Dans un essai posthume intitulé Le Québec défiguré. Une géographie de la laideur, Luc Bureau (1935-2023) constate un faux pas, un oubli : les défenseurs de l’environnement ont négligé une dimension fondamentale et pourtant évidente, à savoir le goût de la beauté. Ils ne sont pas les seuls. D’ailleurs, le géographe distingue les écologistes – souvent des scientifiques – des environnementalistes, qui sont davantage des personnalités publiques ou des communicateurs, et non des penseurs, et encore moins des théoriciens. Alors, on ne saurait leur reprocher cette lacune.
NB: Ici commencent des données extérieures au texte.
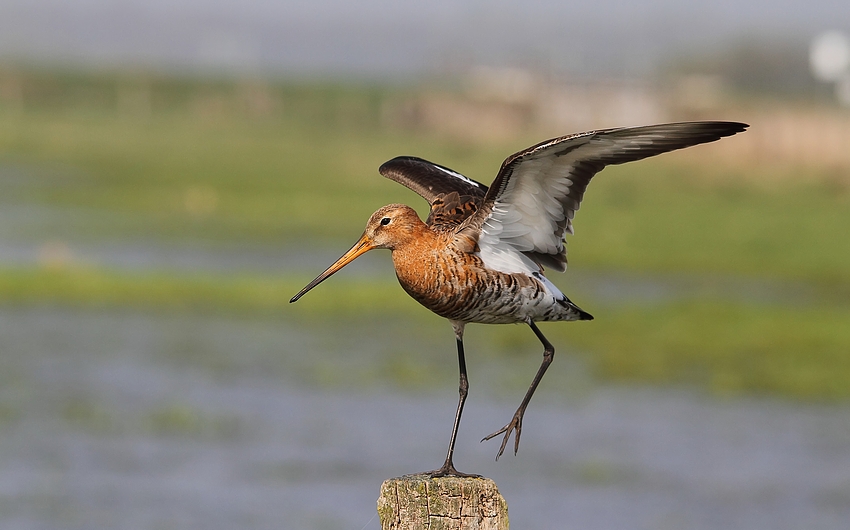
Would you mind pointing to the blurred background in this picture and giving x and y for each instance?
(172, 172)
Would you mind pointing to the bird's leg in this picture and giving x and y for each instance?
(448, 468)
(516, 421)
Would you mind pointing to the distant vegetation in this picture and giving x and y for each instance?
(136, 156)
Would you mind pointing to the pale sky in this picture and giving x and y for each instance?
(387, 38)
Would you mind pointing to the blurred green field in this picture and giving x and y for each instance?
(294, 166)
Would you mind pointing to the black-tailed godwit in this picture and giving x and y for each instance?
(479, 256)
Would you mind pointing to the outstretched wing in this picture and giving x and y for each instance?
(452, 196)
(530, 206)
Et pourtant, la question du Beau devrait nous préoccuper même si c’est au nom de l’environnement (ou du développement durable) que les rénovations urbaines vont en fait (dé)bétonner le paysage citadin ou défigurer une route de campagne. Luc Bureau remarque fort à propos que dans le fameux rapport Brundtland (1987), véritable bible du développement durable, on mentionne rarement le mot beau (à peine trois fois) et jamais le mot laid. Les problèmes d’urbanisme de la ville de Québec servent d’exemples pour dénoncer l’étalement urbain – mais Montréal n’est pas en reste dans ce constat. Ayant connu l’Université Laval à l’époque où celle-ci était ancrée dans le Quartier latin, Luc Bureau explique que la vie de quartier semble avoir disparu au profit du mercantilisme, des mégaprojets et de l’enlaidissement des villes ; si les artisans d’autrefois contribuaient diversement à une multitude d’échanges dans des milieux où la proximité était possible, beaucoup d’entre eux ont aussi disparu. Ce problème s’exacerbe avec le surtourisme qui prévaut notamment dans le Vieux-Québec, mais aussi avec l’acquisition de nombreuses maisons patrimoniales par des investisseurs étrangers qui l’habitent à temps partiel et qui, plus largement, chassent la véritable population de quartiers devenus univocationnels, transformés en musées de pacotille où, mis à part les touristes de passage, plus personne ne réside vraiment (c’est-à-dire sur une base permanente). C’est ainsi que s’amenuise progressivement la vie de quartier, par l’intensification démesurée et incontrôlée d’une tendance : « La laideur provient souvent de la ‘dislocalisation’ des choses ».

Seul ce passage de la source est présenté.